BOISE — Total net farm income in Idaho rose an estimated 15 percent in 2017, far faster than USDA’s projected 3 percent increase for U.S. agriculture overall.
Net farm income, which is revenues minus expenses, represents the farmer’s bottom line.
Farm expenses in Idaho rose an estimated 2 percent in 2017 but overall revenue rose 5 percent, according to University of Idaho’s “Financial Condition of Idaho Agriculture” report.
That resulted in $1.9 billion in total net farm income for Idaho farmers last year.
Idaho net farm income had dropped three straight years — 3 percent in 2014, 9 percent in 2015 and 8 percent in 2016.
Low commodity prices still pose challenges in farm country, “But after the past three years, we’ll take it,” UI Agricultural Economist Garth Taylor, one of the report’s authors, said about last year’s increase in net farm income.
Taylor said the stark contrast in the state’s and nation’s net farm income percentage increases stands out. A separate report complied by Taylor shows that Idaho’s net farm income has grown 100 percent more than the U.S. since 1997.
“We are on a different track in Idaho than the nation is. Far different,” he said.
The report’s authors and private economists attributed Idaho’s increase in net farm income largely to gains in the state’s dairy, beef and potato industries.
Dairy, cattle and potatoes are the state’s main commodities, respectively, in terms of cash receipts.
“The 2017 year will show solid improvement over 2016, in terms of both cash receipts and net farm income,” Doug Robison, Northwest Farm Credit Services’ senior vice president for agriculture in Western Idaho, told Capital Press in an email. “The improvement has been led by potatoes and dairy, with cattle providing strong support as well.”

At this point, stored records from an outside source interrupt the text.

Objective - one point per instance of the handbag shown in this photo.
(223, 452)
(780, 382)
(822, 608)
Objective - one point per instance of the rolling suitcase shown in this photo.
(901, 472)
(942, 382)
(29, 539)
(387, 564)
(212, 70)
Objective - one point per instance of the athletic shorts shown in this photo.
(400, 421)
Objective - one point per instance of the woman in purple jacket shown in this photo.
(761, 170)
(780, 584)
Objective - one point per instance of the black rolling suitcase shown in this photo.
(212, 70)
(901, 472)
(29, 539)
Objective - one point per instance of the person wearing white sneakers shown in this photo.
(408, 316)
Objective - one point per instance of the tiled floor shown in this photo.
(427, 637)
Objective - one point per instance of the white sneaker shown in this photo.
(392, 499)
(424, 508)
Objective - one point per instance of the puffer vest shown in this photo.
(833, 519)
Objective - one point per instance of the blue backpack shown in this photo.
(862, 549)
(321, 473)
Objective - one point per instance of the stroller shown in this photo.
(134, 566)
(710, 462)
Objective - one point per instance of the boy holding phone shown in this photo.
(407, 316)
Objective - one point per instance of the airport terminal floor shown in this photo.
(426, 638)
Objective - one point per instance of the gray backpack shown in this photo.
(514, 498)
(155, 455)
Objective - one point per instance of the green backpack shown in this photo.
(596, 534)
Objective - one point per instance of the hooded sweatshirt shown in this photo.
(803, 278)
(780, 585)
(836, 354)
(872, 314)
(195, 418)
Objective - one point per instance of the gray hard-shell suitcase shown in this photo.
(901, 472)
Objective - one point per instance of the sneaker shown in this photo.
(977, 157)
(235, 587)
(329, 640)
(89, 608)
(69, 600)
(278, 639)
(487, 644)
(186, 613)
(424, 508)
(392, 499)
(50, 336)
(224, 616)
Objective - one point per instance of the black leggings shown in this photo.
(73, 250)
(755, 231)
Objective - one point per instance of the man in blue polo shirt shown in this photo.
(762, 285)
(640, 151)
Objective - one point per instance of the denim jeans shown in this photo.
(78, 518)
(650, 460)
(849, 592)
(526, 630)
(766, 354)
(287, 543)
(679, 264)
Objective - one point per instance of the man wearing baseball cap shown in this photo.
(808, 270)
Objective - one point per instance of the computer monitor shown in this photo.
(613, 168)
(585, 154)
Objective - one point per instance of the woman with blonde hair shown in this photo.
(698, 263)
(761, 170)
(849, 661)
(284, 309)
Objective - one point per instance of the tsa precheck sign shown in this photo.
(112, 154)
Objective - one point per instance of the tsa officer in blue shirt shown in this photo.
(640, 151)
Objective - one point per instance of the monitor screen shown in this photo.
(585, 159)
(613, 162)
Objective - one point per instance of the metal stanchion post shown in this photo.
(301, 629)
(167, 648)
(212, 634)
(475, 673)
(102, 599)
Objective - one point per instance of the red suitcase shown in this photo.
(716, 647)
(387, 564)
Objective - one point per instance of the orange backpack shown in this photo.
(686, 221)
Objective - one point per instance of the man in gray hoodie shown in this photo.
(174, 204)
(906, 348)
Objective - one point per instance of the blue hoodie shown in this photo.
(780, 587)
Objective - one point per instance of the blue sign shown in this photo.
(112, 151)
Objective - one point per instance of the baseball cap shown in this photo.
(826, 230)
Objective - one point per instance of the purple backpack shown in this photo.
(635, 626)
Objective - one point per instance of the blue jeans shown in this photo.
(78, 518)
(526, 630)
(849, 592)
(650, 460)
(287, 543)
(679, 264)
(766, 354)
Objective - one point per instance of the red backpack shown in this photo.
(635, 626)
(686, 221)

But, he added, “while the dairy industry in Idaho will generate positive profits in 2017, net earnings within the industry remain below historical averages.”
Despite the state’s 15 percent increase in net farm income, low commodity prices, especially for grains, are resulting in many farmers struggling to turn a profit, said UI Agricultural Economist Ben Eborn, a report author.

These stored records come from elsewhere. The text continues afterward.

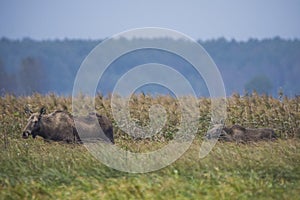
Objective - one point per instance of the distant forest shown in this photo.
(266, 66)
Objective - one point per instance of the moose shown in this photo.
(60, 126)
(239, 133)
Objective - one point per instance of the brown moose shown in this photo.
(240, 134)
(60, 126)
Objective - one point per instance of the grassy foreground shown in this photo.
(34, 169)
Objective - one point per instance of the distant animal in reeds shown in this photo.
(239, 133)
(60, 126)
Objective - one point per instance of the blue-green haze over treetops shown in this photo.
(266, 65)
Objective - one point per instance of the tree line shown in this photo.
(266, 66)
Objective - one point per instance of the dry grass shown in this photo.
(33, 169)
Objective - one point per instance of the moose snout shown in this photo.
(26, 134)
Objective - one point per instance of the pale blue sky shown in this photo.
(95, 19)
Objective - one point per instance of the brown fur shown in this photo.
(238, 133)
(60, 126)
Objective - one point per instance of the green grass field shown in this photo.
(34, 169)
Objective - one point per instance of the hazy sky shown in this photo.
(95, 19)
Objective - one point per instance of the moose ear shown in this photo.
(43, 111)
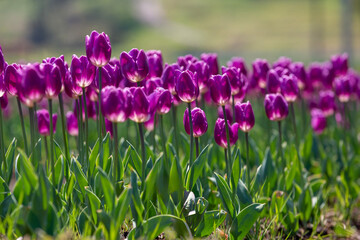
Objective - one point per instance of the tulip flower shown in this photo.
(342, 88)
(98, 48)
(229, 113)
(186, 86)
(202, 71)
(134, 65)
(82, 71)
(169, 78)
(276, 107)
(155, 63)
(200, 124)
(244, 116)
(318, 121)
(52, 77)
(340, 64)
(260, 70)
(211, 60)
(298, 69)
(115, 104)
(220, 89)
(2, 61)
(32, 86)
(273, 82)
(185, 61)
(238, 63)
(327, 102)
(283, 62)
(289, 87)
(72, 124)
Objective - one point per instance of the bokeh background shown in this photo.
(305, 30)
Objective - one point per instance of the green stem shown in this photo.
(197, 147)
(191, 144)
(63, 125)
(228, 146)
(22, 125)
(52, 161)
(116, 153)
(297, 143)
(280, 147)
(86, 130)
(2, 142)
(175, 128)
(247, 159)
(143, 155)
(163, 141)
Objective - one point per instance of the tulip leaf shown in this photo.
(226, 195)
(245, 220)
(209, 223)
(154, 226)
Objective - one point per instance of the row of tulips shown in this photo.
(138, 86)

Shelley farmer Stan Searle said that while most Idaho farmers fared better in 2017 than they did in 2016, “We still have battles ahead. The biggest issue is there are some commodities still below the cost of production.”
The UI report shows total Idaho farm expenses reached $6.24 billion in 2017, up 2 percent over the $6.14 billion total in 2016.
A 1 percent decrease in costs for farm origin inputs and capital consumption were offset by a 1 percent increase in contract labor costs, a 7 percent increase in property taxes and fees and a 5 percent increase in payments to stakeholders.
Total farm revenues, which include cash receipts and government payments, totaled $8.16 billion, up 5 percent over 2016.